嘘つき彼女 ページ2
「少年、シャワーありがとね」
濡れた髪をタオルで拭く加奈子さんを、何故だか直視できない。隣に座る鏡花ちゃんは、加奈子さんにさっき淹れたばかりのお茶を差し出した。
「ありがとう、鏡花」
じとーっと舐めるような視線を送る鏡花ちゃんに、僕に向けたのと同じ艶やかな笑みを浮かべる。鏡花ちゃんの警戒心も少し溶けたのか、こくりと頷いた。

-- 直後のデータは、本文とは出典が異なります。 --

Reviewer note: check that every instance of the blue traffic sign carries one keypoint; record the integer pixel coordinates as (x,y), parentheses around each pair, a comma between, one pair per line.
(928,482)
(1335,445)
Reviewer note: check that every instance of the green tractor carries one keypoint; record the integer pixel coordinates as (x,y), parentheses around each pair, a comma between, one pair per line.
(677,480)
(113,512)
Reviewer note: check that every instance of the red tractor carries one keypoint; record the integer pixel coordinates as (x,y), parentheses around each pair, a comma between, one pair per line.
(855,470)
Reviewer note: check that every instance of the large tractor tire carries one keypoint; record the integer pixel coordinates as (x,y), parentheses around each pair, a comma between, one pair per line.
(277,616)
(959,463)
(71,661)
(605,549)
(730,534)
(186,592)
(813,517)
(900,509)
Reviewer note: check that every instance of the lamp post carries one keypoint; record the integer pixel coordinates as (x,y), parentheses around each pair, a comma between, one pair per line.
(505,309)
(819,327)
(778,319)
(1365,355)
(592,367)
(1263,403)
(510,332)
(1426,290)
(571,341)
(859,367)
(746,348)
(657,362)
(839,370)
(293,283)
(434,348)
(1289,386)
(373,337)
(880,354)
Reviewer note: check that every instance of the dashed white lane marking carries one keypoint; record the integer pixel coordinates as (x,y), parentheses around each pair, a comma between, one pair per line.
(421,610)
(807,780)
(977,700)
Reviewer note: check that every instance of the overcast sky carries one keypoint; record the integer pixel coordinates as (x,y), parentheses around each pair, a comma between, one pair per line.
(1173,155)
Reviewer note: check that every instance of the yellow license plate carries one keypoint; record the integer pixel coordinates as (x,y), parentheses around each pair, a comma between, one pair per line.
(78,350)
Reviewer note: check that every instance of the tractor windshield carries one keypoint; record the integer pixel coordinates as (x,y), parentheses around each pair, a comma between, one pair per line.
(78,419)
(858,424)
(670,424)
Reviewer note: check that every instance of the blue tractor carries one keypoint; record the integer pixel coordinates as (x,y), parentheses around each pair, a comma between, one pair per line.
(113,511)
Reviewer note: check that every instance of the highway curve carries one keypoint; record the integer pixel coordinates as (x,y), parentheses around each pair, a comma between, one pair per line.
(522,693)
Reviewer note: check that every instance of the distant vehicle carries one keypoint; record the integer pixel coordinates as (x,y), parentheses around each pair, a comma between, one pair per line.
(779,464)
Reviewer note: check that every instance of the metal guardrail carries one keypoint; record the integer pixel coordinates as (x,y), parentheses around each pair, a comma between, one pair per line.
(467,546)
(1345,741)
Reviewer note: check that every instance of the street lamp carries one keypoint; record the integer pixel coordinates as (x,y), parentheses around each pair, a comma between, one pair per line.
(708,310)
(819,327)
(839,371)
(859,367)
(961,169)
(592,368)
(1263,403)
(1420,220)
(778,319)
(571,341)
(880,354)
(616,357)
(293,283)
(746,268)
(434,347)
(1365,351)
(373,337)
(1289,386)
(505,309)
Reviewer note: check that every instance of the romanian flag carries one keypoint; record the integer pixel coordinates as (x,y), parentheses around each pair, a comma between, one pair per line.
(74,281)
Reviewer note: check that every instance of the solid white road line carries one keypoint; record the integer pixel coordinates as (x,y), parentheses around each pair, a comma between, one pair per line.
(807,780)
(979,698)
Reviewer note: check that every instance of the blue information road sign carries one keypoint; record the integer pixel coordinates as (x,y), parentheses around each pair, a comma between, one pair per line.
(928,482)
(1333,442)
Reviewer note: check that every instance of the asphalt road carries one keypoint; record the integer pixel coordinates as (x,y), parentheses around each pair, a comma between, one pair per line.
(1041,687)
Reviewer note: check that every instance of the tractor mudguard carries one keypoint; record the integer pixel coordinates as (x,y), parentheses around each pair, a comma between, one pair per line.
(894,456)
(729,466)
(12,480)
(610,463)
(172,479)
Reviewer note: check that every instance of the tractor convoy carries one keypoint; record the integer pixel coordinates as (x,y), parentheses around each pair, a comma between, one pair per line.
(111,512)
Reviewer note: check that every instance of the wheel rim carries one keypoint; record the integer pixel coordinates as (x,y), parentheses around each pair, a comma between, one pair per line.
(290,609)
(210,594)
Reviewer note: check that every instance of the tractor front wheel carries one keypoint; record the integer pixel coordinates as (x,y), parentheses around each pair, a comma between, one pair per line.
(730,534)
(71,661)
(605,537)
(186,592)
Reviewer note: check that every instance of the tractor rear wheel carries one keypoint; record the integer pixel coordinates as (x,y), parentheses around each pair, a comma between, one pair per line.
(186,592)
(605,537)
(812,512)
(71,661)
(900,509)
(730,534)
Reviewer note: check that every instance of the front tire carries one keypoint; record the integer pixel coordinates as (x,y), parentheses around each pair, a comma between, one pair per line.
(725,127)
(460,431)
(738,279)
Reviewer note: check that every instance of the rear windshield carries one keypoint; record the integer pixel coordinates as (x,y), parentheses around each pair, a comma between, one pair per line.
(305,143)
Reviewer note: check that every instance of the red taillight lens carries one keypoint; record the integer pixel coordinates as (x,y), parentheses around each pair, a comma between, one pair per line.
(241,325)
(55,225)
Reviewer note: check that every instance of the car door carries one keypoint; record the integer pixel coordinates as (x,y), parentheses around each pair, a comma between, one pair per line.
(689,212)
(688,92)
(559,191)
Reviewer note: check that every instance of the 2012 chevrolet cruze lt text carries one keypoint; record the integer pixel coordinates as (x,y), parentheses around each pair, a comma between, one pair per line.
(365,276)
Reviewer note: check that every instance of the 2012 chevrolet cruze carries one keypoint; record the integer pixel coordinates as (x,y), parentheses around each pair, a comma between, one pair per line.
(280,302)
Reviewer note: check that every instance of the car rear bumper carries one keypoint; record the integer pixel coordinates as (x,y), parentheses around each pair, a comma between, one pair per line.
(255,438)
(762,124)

「あの、失礼ですが………加奈子さんはおいくつなんでしょうか」
「んー?歳?敦少年、私の事いくつだと思ってんのかな?怒らないから云ってみ?」
う………っ、満面の笑みなのに凄い迫力。僕は縮こまりながら、正直に答えた。
「僕と同い歳くらいで………18歳、かと」
瞬間、加奈子さんがきょとんとする。ふっと笑い出し、終いにはお腹を抱えて大爆笑。
「か、加奈子さん?」
「なぁんだ、それくらいだと思ってたの?あんなにおずおず聞くからてっきり………んーでも惜しい!私は16歳!」
にっこり笑う加奈子さん。
「だからね、敬語とかさん付けとか、無駄にきっちりすんのやめてよ。何か痒いじゃん」
「えっと………じゃあ、加奈子ちゃん?」
「呼び捨てはしないんだね。ちなみに私は今から敦さんとか恥ずかしいから、敦少年で通すけどね!」
元気溌剌、天真爛漫。そんな言葉が相応しい彼女に、じっくりと魅せられていくのは、もう少し後のお話。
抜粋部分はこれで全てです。